Natürlich ist das Bettzeug ebenfalls fort, also schlafen wir heute Nacht wohl wie die Sardinen.
Gleich morgen früh kommen Handwerker, um Gas, Wasser und Strom abzustellen. Dann übergeben wir dem Immobilienmakler die Schlüssel, verlassen das Haus, und jeder geht seiner Wege. Das ist jedenfalls der Plan.
In den letzten Tagen waren wir so mit Packen und Organisieren beschäftigt, dass wir keine Zeit für ein richtiges Gespräch hatten. Man denkt immer erst in letzter Minute an alles, was bei einem Umzug zu erledigen ist.
Und man weiß auch nie, wie viel man besitzt, bis man anfängt zu packen. Es ist erstaunlich, wie viel wir in einer bescheidenen Zweizimmerwohnung wie dieser untergebracht haben. Wir waren in der letzten Woche Tag und Nacht damit beschäftigt, unsere Sachen zu sortieren, sodass wir uns kaum gesehen haben.
Aber ich glaube, wir wussten beide von Anfang an, dass wir uns aussprechen müssen, denn andernfalls könnte niemand mit seinem Leben weitermachen.
Durchs Fliegengitter weht eine angenehme Brise herein. Ein weicher Wind, der der Haut schmeichelt.
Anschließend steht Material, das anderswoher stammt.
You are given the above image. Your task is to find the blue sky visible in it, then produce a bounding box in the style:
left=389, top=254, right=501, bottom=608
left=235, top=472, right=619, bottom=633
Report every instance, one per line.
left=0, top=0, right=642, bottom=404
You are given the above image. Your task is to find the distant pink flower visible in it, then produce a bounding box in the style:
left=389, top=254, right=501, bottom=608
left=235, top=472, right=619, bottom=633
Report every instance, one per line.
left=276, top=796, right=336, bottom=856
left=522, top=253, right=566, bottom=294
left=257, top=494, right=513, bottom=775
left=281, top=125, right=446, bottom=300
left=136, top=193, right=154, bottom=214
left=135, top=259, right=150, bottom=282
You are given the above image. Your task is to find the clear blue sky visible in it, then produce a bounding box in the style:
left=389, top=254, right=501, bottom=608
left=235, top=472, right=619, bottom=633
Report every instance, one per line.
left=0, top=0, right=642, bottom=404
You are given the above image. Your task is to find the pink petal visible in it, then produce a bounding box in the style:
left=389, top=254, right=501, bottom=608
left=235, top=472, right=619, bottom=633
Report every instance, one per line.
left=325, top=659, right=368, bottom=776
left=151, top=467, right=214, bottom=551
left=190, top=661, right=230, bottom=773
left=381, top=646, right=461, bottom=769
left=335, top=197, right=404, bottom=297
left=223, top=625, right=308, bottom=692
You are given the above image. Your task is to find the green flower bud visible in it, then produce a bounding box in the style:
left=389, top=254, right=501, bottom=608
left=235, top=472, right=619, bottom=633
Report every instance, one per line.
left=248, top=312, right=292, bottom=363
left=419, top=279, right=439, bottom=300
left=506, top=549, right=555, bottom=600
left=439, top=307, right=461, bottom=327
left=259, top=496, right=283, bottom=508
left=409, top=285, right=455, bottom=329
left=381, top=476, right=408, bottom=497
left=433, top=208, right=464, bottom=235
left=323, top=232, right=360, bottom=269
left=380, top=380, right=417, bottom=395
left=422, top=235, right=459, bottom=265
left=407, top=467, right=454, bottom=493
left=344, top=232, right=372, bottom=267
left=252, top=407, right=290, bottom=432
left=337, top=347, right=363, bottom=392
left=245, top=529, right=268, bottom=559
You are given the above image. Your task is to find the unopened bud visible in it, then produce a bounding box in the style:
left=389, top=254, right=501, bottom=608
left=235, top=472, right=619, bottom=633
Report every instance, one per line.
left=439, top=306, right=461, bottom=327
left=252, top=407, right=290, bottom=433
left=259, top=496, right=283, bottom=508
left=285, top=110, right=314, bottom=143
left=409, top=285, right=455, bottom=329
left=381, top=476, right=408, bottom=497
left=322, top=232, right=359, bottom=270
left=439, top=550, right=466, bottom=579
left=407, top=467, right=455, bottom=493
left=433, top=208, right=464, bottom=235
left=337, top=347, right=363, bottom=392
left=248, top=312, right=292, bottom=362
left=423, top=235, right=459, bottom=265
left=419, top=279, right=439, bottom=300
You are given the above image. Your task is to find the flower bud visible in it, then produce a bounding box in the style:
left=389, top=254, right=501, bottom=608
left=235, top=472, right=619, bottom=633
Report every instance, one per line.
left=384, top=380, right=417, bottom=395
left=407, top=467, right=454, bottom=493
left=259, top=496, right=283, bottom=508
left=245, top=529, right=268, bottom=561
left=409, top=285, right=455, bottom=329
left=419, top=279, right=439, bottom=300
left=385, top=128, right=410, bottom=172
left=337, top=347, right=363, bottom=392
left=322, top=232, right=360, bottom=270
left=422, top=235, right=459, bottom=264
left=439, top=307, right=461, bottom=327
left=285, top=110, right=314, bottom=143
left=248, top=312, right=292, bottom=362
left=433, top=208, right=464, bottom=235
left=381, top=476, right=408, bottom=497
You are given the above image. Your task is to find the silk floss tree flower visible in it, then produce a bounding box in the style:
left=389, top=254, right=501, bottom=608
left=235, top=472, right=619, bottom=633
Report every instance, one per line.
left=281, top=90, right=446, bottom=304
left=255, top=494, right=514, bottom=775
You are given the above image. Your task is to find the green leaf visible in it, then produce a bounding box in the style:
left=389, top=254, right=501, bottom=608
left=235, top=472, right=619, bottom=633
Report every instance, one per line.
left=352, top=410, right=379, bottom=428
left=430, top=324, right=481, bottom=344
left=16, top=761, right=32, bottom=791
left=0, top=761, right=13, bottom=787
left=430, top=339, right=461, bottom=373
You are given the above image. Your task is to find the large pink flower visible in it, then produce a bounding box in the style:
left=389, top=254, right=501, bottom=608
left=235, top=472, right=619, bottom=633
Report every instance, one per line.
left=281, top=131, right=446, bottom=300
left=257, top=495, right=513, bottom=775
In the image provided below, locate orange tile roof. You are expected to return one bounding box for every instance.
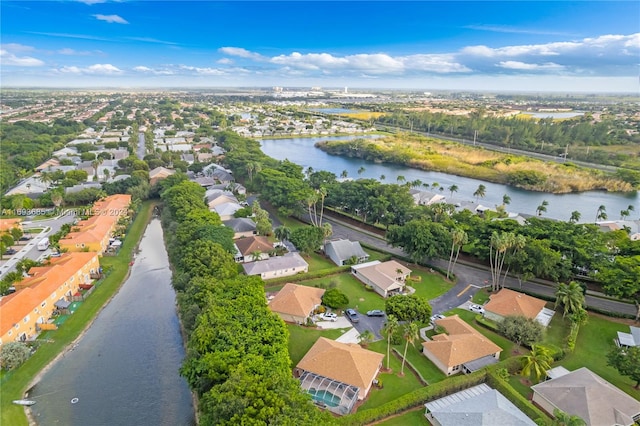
[269,283,325,317]
[422,315,502,368]
[484,288,547,319]
[235,237,273,256]
[297,337,384,390]
[0,253,98,336]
Unsere Wohnung liegt an der Ecke eines Gebäudes, das zwischen einem kleinen Fluss und einem Spielplatz steht. Von unseren Zimmern im zweiten Stock blickt man direkt auf den schönen grünen Park. Im Herbst war der Geruch der Süßen Duftblüte so stark, dass man kaum noch schmeckte, was man aß. Aus meinem Zimmer konnte ich auch die Uhr im Park sehen, und wann immer ich wissen musste, wie spät es ist, benutzte ich diese Uhr.
»Ganz schön leer hier«, murmelt sie vor sich hin.
Natürlich sieht es geräumig aus, nun, da nichts mehr im Zimmer steht. Aber eigentlich steht da noch etwas. Obwohl wir beide uns Mühe geben, es zu ignorieren, sticht es wie ein Fremdkörper ins Auge.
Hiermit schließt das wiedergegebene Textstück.